In the North Carolina case, U.S. District Judge Loretta Copeland Biggs previously held an eight-day non-jury trial to determine if UNC was complying with existing precedent.
The court approved the school’s admissions policy because it uses race “flexibly as a ‘plus’ factor” and only as “one among many factors.” The court found UNC had no viable race-neutral alternatives to help it “achieve the educational benefits of diversity about as well as its current race-conscious policies and practices.”

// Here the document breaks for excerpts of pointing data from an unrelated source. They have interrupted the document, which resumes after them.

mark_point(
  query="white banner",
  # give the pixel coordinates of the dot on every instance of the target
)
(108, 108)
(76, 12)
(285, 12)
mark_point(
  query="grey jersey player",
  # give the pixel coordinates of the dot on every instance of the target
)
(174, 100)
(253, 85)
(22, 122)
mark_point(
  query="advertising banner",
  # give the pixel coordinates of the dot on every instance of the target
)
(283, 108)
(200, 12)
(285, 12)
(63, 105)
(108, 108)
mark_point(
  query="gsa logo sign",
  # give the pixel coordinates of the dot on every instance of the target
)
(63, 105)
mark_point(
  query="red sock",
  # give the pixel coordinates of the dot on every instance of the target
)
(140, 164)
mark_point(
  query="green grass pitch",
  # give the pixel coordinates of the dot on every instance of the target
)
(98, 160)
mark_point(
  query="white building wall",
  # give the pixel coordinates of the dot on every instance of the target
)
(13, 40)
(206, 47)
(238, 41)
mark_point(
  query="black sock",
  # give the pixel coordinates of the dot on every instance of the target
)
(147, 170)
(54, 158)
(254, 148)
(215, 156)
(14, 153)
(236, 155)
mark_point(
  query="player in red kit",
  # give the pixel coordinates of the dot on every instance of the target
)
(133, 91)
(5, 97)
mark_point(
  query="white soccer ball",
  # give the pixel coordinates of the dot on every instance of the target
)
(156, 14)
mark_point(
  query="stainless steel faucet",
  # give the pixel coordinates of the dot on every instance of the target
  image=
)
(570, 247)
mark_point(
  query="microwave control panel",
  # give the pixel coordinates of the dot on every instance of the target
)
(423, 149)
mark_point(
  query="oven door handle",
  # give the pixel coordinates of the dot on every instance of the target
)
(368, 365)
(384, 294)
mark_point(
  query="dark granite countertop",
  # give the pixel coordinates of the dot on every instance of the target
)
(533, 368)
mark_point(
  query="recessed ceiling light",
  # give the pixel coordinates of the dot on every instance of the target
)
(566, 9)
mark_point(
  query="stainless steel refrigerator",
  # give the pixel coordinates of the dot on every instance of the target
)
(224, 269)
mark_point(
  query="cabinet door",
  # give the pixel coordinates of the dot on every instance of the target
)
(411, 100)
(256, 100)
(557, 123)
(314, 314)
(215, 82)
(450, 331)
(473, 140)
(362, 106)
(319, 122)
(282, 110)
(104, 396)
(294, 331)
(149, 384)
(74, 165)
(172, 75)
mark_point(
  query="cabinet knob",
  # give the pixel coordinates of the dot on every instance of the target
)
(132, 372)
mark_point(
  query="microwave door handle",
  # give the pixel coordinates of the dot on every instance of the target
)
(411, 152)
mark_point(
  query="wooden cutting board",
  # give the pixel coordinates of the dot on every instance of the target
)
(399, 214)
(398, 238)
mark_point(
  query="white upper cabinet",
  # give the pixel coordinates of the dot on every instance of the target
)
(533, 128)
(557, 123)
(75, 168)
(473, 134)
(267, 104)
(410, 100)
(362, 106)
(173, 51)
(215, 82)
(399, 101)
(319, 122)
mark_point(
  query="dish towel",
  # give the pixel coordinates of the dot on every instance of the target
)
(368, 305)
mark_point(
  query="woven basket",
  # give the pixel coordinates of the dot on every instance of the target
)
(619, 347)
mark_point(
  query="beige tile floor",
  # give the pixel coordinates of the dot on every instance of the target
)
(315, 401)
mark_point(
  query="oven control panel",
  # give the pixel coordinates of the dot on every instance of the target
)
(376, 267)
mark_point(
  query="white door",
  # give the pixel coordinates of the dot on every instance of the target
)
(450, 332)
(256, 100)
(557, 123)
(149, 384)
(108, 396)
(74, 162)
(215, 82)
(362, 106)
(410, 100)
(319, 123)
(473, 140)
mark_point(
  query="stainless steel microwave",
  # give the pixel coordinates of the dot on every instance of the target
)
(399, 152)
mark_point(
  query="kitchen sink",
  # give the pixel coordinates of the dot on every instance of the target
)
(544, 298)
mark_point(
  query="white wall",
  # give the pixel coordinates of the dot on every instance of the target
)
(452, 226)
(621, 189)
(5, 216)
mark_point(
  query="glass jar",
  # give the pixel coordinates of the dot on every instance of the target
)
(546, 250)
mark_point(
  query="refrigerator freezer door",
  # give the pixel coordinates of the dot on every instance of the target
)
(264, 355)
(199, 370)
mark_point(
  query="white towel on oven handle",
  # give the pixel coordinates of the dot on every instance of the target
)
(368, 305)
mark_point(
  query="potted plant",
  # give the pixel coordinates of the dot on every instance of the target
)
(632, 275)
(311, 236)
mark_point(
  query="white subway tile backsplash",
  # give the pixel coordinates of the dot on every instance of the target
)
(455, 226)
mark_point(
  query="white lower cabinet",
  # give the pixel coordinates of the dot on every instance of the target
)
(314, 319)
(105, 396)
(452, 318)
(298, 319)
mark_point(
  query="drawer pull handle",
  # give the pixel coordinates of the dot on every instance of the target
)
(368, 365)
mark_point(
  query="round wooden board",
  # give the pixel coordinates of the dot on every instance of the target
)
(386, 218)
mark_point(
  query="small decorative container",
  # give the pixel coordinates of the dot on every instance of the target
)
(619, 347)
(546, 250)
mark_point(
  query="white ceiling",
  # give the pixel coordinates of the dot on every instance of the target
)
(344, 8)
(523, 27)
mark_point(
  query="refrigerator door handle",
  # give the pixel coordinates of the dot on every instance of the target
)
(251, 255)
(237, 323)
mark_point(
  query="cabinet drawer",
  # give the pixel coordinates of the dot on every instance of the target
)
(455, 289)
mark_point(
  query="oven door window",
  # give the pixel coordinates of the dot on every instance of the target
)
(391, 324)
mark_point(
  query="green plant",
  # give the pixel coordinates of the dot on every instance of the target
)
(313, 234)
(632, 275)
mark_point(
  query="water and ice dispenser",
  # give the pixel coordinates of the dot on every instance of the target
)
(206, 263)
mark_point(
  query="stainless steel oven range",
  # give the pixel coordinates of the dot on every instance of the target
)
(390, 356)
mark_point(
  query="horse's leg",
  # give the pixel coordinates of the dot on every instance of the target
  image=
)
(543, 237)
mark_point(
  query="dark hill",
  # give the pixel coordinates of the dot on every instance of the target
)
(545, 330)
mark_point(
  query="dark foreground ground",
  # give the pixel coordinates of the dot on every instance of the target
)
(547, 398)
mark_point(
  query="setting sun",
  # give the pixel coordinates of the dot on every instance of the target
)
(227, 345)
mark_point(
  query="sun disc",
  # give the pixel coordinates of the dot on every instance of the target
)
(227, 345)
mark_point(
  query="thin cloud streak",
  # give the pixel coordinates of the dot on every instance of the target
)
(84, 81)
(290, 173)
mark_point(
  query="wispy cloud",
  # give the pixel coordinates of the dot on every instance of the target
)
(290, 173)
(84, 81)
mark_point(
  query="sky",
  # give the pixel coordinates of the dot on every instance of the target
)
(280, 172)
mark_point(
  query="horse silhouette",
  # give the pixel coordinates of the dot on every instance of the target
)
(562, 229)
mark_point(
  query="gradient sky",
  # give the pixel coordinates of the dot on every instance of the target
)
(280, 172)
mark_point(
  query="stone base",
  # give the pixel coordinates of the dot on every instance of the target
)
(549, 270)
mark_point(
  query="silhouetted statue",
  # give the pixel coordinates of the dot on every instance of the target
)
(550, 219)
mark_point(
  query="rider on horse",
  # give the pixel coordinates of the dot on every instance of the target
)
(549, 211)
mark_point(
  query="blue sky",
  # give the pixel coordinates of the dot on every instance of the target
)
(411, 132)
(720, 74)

The court stated that providing admissions preferences based on socioeconomic status instead of race would not work because “the majority of low-income students are white,” so the schools would just “be choosing more white students.” Race should be used by UNC indefinitely because it is “interwoven in every aspect of the lived experience.” Until the United States one day resolves its “struggle with racial inequality,” minority students would continue to be “less likely to be admitted in meaningful numbers on [race-neutral] criteria.”
SFFA promptly filed an appeal with the U.S. Court of Appeals for the 4th Circuit, but before that court could rule on the case, also sought review from the Supreme Court, which was granted.
In the majority opinion, Roberts wrote that the Harvard and UNC admissions programs “cannot be reconciled with the guarantees of the Equal Protection Clause.”
“Both programs lack sufficiently focused and measurable objectives warranting the use of race, unavoidably employ race in a negative manner, involve racial stereotyping, and lack meaningful endpoints. We have never permitted admissions programs to work in that way, and we will not do so today.”
Years earlier, then-Justice Sandra Day O’Connor had predicted the demise of affirmative action. In Grutter v. Bollinger (2003), she wrote, “We expect that 25 years from now the use of racial preferences will no longer be necessary to further the interest approved today.”
Making race-conscious admissions decisions is “dangerous,” O’Connor wrote, calling it a “deviation from the norm of equal treatment.” Such programs must “be limited in time,” she stated, adding that “all governmental use of race must have a logical end point.”
While race cannot be used as a factor in admissions decisions, this doesn’t mean college applicants have to refrain during the process from discussing race, the opinion stated.
“Nothing in this opinion should be construed as prohibiting universities from considering an applicant’s discussion of how race affected his or her life, be it through discrimination, inspiration or otherwise,” Roberts wrote.
“A benefit to a student who overcame racial discrimination, for example, must be tied to that student’s courage and determination. Or a benefit to a student whose heritage or culture motivated him or her to assume a leadership role or attain a particular goal must be tied to that student’s unique ability to contribute to the university,” he wrote.
“In other words, the student must be treated based on his or her experiences as an individual—not on the basis of race.”
Justice Clarence Thomas, who had long pressed to end affirmative action, wrote a 58-page opinion concurring with the majority.
The new ruling “sees the universities’ admissions policies for what they are: rudderless, race-based preferences designed to ensure a particular racial mix in their entering classes,” Thomas wrote.
Justice Jackson wrote in a separate, 29-page dissenting opinion in the UNC case that the majority opinion is “truly a tragedy for us all.”
“With let-them-eat-cake obliviousness, today, the majority pulls the ripcord and announces ‘colorblindness for all’ by legal fiat. But deeming race irrelevant in law does not make it so in life,” Jackson wrote. Sotomayor and Kagan joined Jackson’s dissent.
This is a developing story. This article will be updated. Zachary Stieber contributed to this report.